But if the code was generated by LLVM, wouldn't it be then possible to recover some info from decompilation?
No. At most, it could retain a more accurate representation of the control flow (as applying the inverse process of how LLVM treats them should suffice, reducing the degree of heuristics needed), but local variables' names are lost when compiling independently of the compiler used. Only debug build retain those.
Decompilation serves mostly to have something to analyze. Building will likely not work without some analysis, as it probably couldn't guess included headers, and for bugfixing you need to know what you are looking for and to understand the code.
I should also note that last I checked, in the EU you're legally allowed to RE for interoperability purposes using any means necessary. So if my memory is correct, clean room is not needed here.
Indeed. But other jurisdiction might require clean room.
so the usual workflow is:
- take developers in a RE-friendly country (Russia is an example)
- RE the fuck of your target using any possible mean (decompiler such a libbeauty, for exemple)
- use this code to analyse the workflow
- use pieces of the code to compile small proof-of-concepts test (see the few opensource skype project in russia)
- document how these tests are working.
- take a second team of developer.
- have the developer read the documentation produced by the precedent team (but do not read the actual decompiled code to avoid tainting)
- have the developer try to code their own re-implementation from scratch of the same functionality.
(add in some exchange between the two team to make clear points where documentation is lacking, isn't clear or is ambigous)
- now you have your own new implementation, that you can release worldwide as GPL or BSD licensed code.
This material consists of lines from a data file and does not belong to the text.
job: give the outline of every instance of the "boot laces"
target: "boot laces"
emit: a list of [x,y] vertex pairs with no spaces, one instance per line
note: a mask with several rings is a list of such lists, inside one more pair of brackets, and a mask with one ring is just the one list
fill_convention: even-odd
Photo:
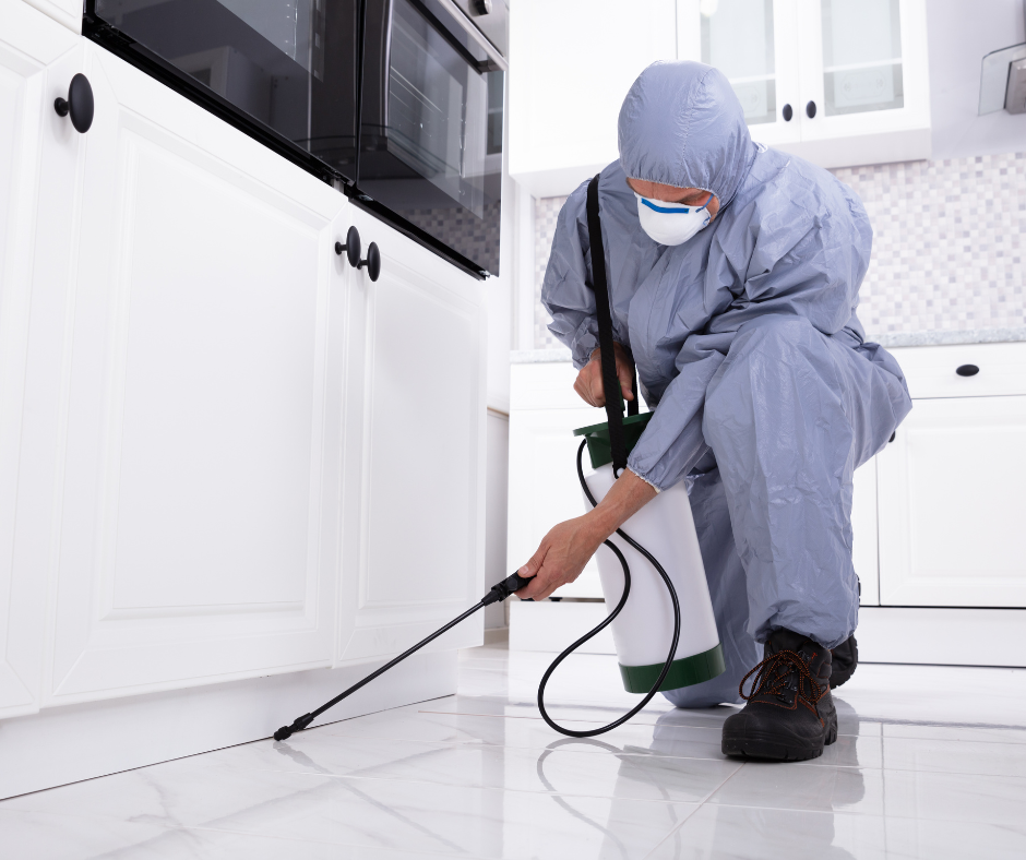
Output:
[[[752,692],[744,694],[744,682],[755,676],[752,681]],[[820,682],[809,670],[809,664],[798,653],[792,650],[778,650],[755,666],[738,685],[738,693],[745,702],[757,695],[775,695],[784,698],[787,690],[794,690],[798,695],[811,704],[823,697],[828,686],[820,686]]]

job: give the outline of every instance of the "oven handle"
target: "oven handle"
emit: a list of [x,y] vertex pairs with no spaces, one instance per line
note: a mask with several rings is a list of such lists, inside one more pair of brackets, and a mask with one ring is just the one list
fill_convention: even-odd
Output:
[[499,50],[492,45],[475,25],[466,16],[466,13],[457,7],[453,0],[436,0],[436,2],[444,7],[449,12],[453,21],[466,31],[467,35],[477,43],[478,47],[488,55],[488,61],[484,63],[477,63],[477,70],[479,72],[508,72],[510,70],[510,64],[505,61],[505,57],[499,53]]

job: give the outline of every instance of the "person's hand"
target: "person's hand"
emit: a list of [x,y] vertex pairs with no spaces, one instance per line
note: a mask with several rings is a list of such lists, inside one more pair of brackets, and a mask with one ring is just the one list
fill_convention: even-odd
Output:
[[597,507],[560,523],[541,539],[538,551],[517,573],[530,578],[516,596],[544,600],[581,575],[603,541],[655,498],[656,488],[624,469]]
[[[627,357],[627,351],[620,344],[612,345],[612,351],[617,357],[617,379],[620,381],[620,391],[623,393],[623,399],[633,401],[634,392],[631,391],[631,383],[634,381],[634,371],[631,367],[631,360]],[[589,406],[605,406],[606,395],[603,390],[603,362],[599,358],[600,349],[592,353],[592,360],[577,373],[577,380],[573,384],[573,390],[581,395],[582,399]]]
[[522,600],[544,600],[561,585],[572,583],[606,537],[587,515],[560,523],[542,538],[530,561],[517,571],[521,576],[530,577],[530,583],[516,596]]

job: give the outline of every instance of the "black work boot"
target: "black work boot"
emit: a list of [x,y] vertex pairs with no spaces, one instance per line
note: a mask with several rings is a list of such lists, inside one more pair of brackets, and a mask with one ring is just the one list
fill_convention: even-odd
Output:
[[[724,722],[724,755],[796,762],[815,759],[837,740],[830,693],[830,648],[790,630],[774,631],[765,659],[741,681],[748,704]],[[755,676],[752,692],[744,682]]]
[[859,644],[855,636],[848,636],[836,648],[831,649],[830,689],[840,686],[859,665]]

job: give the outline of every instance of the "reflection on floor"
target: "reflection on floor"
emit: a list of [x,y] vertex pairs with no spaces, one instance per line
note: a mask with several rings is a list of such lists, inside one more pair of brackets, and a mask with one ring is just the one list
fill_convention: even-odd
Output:
[[[460,694],[0,803],[11,858],[1022,858],[1026,671],[861,666],[818,760],[719,752],[731,708],[654,702],[594,740],[535,705],[551,655],[465,652]],[[572,727],[633,701],[613,658],[549,684]]]

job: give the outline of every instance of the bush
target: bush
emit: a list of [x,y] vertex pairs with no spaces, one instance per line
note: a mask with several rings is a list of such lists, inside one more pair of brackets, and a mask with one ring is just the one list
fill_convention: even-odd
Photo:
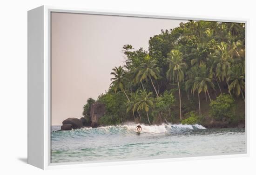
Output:
[[200,118],[194,111],[188,112],[185,116],[188,117],[188,118],[182,120],[181,123],[182,124],[194,124],[200,123]]
[[221,120],[224,117],[232,119],[234,116],[234,98],[229,95],[220,95],[210,104],[212,116],[217,120]]

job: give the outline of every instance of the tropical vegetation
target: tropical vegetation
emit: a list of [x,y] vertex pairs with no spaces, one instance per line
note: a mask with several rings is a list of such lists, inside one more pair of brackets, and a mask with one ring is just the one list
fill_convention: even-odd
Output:
[[148,49],[124,45],[124,65],[112,69],[108,90],[96,100],[106,106],[102,124],[221,120],[231,117],[236,103],[244,116],[245,29],[243,23],[190,20],[150,37]]

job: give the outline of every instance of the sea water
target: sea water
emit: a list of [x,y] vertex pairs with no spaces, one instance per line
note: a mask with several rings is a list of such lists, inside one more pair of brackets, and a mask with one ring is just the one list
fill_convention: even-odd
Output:
[[244,129],[206,129],[199,125],[137,124],[56,131],[52,127],[51,162],[103,162],[242,154]]

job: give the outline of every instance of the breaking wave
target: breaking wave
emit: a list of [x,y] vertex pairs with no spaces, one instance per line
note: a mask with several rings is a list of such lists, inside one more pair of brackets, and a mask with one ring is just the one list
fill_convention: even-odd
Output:
[[[136,127],[138,124],[128,123],[117,126],[102,126],[96,128],[83,128],[80,129],[69,131],[53,132],[52,138],[54,137],[71,136],[78,138],[81,136],[94,137],[95,136],[106,136],[115,135],[128,136],[134,135],[136,132]],[[162,124],[160,125],[147,125],[141,124],[142,129],[141,135],[184,133],[199,130],[205,130],[202,125],[195,124],[173,124],[171,123]]]

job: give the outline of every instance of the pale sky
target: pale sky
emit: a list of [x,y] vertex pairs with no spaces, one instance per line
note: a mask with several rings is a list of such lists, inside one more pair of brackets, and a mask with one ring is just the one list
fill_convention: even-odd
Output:
[[52,125],[81,117],[87,99],[111,83],[111,70],[123,65],[122,46],[148,50],[150,37],[182,20],[52,13]]

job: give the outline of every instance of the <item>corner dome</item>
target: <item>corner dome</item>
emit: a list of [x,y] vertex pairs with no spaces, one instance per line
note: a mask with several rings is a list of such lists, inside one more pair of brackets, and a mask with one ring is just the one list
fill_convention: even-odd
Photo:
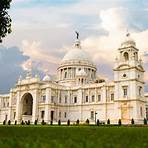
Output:
[[77,71],[76,76],[87,76],[87,73],[84,69],[81,69],[80,71]]
[[124,41],[121,43],[121,47],[124,48],[124,47],[130,47],[130,46],[135,47],[136,42],[131,38],[130,33],[127,33]]
[[64,56],[62,62],[66,61],[88,61],[93,63],[89,54],[81,49],[79,40],[76,40],[75,46]]

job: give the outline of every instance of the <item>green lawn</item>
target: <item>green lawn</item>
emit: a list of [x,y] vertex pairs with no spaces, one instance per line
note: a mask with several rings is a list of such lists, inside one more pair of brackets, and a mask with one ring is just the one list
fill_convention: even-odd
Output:
[[0,126],[0,148],[148,148],[148,127]]

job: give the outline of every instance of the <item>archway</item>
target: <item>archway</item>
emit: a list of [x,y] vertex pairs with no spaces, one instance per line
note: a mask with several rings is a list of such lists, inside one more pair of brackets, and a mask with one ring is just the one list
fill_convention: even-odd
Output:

(Note: beware of patents. Eventually try implementing the same functionality using a different approach: It helps if patented algorithm is a special case of a more generic approach which wasn't patented. e.g.: the patented arithmetic coding, is a special type of the unpatened range coding, where the range is define as 0:1 using real numbers)
Speaking of decompilation, this brings fonds memory of oldschool assembly decompilation of DOS-era, which not only tried to put assembler mneumonic to machine code (like any debugger does) but also tried to track memory location, but even tracked the exact API used (INT calls, like INT 21h, INT 10h, INT 13h, and such) the ports used (and recognised quite a bunch of hardware components) and tried to put useful comments and meaningful variable name. I managed to learn outputting WAV sample to the PC Speaker simply by analyzing such RE (the comments where that much useful)
Perhaps, with some API tracking, libbeauty could manage some of the same.
(recognise some variable depending on the API where they are used. e.g.: "char *format" instead of "char *str_1398" if that string pointer is used as a format in subsequent fprintf calls).